Aslında bu cümlelerin ilk sinyalleri yandaş basında verilmişti. Gizlilik kararı bulunan dosyadan sızan videolar, iki genç kadının katili olan oğulları utanç kaynağı olması gerekirken katilin ailesinin utanmadan kurbanın ailesini uyardıklarına ya da Ayşenur`un her hafta katilin evine geldiğine ilişkin adeta kurbanı suçlu hale getiren beyanlarının basında servis edilmesi bu insanlık dışı açıklamaların ilk adımıydı.

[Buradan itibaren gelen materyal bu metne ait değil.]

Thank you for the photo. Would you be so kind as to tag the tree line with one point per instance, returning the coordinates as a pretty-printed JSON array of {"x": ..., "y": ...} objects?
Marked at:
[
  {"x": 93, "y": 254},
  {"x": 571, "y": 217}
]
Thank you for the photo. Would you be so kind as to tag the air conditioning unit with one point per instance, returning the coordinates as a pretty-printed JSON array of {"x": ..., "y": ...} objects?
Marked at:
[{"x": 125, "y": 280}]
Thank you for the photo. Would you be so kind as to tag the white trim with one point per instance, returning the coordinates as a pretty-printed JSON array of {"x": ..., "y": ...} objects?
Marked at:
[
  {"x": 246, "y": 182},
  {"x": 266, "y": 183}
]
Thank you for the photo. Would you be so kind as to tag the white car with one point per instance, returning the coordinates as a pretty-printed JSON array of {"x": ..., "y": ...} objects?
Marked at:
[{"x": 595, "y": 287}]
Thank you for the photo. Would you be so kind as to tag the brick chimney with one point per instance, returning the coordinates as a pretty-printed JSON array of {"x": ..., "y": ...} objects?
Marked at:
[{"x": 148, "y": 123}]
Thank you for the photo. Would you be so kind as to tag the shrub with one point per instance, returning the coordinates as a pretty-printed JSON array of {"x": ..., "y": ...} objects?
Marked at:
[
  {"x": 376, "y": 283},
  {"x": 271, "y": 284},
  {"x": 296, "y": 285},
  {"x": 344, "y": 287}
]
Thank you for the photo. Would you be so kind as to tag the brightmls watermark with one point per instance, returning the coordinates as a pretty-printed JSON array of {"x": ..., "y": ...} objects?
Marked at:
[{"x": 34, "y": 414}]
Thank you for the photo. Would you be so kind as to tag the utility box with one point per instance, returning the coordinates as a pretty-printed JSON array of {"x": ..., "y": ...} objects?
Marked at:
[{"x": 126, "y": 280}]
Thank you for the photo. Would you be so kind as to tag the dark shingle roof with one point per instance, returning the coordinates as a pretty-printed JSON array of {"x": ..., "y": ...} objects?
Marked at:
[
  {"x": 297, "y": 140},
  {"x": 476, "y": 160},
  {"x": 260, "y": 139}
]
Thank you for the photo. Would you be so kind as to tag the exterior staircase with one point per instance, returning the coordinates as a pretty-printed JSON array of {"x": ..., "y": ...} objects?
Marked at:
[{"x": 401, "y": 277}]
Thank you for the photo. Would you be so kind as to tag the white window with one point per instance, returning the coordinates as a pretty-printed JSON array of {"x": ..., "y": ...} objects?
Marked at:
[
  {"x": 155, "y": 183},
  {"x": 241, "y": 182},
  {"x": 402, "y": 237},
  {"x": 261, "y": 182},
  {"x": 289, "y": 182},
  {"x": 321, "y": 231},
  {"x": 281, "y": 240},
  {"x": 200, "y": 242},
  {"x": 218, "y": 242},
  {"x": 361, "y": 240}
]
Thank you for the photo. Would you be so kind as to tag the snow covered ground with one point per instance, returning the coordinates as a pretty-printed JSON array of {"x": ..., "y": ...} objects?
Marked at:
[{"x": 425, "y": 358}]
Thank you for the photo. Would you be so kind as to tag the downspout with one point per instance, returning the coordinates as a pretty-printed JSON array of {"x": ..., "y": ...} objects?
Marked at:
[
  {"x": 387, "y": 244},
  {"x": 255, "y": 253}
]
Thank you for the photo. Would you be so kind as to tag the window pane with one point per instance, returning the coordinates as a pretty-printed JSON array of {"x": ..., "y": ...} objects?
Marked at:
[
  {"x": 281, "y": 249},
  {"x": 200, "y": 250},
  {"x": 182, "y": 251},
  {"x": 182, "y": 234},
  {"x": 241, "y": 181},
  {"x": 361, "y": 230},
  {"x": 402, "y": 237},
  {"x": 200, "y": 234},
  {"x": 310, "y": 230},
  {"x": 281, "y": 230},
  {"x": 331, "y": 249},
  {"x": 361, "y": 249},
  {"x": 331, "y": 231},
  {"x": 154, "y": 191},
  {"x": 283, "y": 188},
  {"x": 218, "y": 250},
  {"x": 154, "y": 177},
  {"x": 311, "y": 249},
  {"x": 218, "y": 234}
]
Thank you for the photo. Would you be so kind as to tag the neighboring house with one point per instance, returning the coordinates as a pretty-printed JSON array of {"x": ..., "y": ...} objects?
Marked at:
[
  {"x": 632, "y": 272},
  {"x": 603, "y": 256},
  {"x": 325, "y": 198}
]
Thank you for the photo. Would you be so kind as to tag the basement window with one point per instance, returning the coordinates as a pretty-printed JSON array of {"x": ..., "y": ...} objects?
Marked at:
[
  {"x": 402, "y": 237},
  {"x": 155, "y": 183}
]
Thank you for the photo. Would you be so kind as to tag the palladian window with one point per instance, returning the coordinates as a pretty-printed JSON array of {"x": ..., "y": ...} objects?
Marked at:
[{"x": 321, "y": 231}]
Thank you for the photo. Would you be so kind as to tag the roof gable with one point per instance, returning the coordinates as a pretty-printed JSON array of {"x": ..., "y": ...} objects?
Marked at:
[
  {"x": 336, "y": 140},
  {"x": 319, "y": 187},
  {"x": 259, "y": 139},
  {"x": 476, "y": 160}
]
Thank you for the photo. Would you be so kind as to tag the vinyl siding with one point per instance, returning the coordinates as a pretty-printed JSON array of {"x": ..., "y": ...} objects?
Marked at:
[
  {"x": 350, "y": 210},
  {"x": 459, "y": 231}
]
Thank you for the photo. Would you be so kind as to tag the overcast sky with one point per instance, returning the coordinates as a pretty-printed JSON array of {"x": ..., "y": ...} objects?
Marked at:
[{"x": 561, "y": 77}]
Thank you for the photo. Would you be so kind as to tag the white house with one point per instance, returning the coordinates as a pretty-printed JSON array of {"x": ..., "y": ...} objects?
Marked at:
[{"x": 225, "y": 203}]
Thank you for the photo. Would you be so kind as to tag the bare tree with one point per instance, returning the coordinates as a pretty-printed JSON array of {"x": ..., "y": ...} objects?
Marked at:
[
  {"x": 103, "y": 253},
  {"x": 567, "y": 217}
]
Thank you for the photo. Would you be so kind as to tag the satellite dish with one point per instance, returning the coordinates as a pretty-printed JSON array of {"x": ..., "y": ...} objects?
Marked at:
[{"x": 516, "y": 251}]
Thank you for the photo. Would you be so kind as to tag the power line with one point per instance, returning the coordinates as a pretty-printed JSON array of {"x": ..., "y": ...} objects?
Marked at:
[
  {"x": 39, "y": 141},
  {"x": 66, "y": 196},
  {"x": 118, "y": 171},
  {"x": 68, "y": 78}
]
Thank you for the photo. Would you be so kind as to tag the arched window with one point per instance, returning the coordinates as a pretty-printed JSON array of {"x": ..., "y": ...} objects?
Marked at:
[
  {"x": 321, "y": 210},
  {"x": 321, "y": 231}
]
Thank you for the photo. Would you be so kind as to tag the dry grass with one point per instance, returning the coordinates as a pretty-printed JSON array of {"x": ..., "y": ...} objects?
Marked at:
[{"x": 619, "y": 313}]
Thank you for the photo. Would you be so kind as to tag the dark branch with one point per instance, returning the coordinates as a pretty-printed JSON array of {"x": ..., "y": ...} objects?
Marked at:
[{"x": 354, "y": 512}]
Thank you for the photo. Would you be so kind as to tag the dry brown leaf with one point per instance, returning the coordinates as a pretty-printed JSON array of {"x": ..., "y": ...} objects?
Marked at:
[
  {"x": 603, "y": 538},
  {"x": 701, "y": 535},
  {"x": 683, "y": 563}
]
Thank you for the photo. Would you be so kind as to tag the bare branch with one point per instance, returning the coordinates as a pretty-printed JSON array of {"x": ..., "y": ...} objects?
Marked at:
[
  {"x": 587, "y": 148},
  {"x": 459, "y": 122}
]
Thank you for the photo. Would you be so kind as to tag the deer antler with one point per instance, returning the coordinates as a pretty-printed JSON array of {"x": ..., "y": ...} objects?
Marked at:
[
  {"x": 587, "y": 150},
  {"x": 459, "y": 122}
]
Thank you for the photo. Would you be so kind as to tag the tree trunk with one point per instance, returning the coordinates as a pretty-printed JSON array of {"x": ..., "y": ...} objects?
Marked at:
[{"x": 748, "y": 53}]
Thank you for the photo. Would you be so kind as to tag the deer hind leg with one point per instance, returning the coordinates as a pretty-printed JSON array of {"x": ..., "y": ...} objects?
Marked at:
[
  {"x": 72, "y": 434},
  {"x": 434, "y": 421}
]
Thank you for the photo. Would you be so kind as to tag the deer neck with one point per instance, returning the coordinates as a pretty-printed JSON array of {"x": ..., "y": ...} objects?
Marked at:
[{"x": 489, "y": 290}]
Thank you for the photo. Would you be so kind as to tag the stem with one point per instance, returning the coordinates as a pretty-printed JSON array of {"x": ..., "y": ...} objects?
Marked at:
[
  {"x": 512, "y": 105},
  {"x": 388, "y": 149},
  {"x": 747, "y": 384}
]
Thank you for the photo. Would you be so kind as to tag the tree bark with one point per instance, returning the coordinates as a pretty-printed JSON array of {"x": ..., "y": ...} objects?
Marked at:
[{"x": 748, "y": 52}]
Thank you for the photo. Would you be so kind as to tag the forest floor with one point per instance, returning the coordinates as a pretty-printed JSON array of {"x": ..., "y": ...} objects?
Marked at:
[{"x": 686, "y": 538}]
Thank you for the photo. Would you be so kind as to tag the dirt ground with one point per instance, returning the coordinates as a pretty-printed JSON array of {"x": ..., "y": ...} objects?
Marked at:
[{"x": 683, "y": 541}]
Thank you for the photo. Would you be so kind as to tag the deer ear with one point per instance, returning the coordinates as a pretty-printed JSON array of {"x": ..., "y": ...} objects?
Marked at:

"Omuz omuza bu eril zihniyeti ve halka yaşatılan kâbusu sona erdireceğiz"
AKP İktidarının temsilcileri olan bu kişiler saray rejiminin kadına bakış açısını ve kadın cinayetlerinin devamlılığına yönelik politik tercihlerini olabilecek en vahşi, en ilkel en eril dille ortaya koymuş ve itiraf etmişlerdir. Bu topraklarda öldürülen her kadının faili AKP iktidarının kadınları korumamaya yönelik bilinçli politikasını uygulayan ve dile getirenlerdir. Bu zihniyet bu ülkede kendilerini durduracak hiçbir gücün bulunmadığı cesaretiyle hareket etmektedir. Ancak kadınlar yüzyıllardır bu zihniyetle her bir hak için binlerce kadının kanı akıtılarak mücadele etmiş ve asla geri adım atmamış, pes etmemiştir. Bu ülkede Saray Rejiminin sonunu getirecek tek bir güç kalmasa dahi biz kız kardeşlerimizle omuz omuza bu eril zihniyeti ve halka yaşatılan kâbusu sona erdireceğiz. Her bir tacizciye, katile hesap soracağımız gibi AKP iktidarının temsilcilerinden de aynı kararlılıkla hesap soracağız. Yaşasın kadın dayanışması."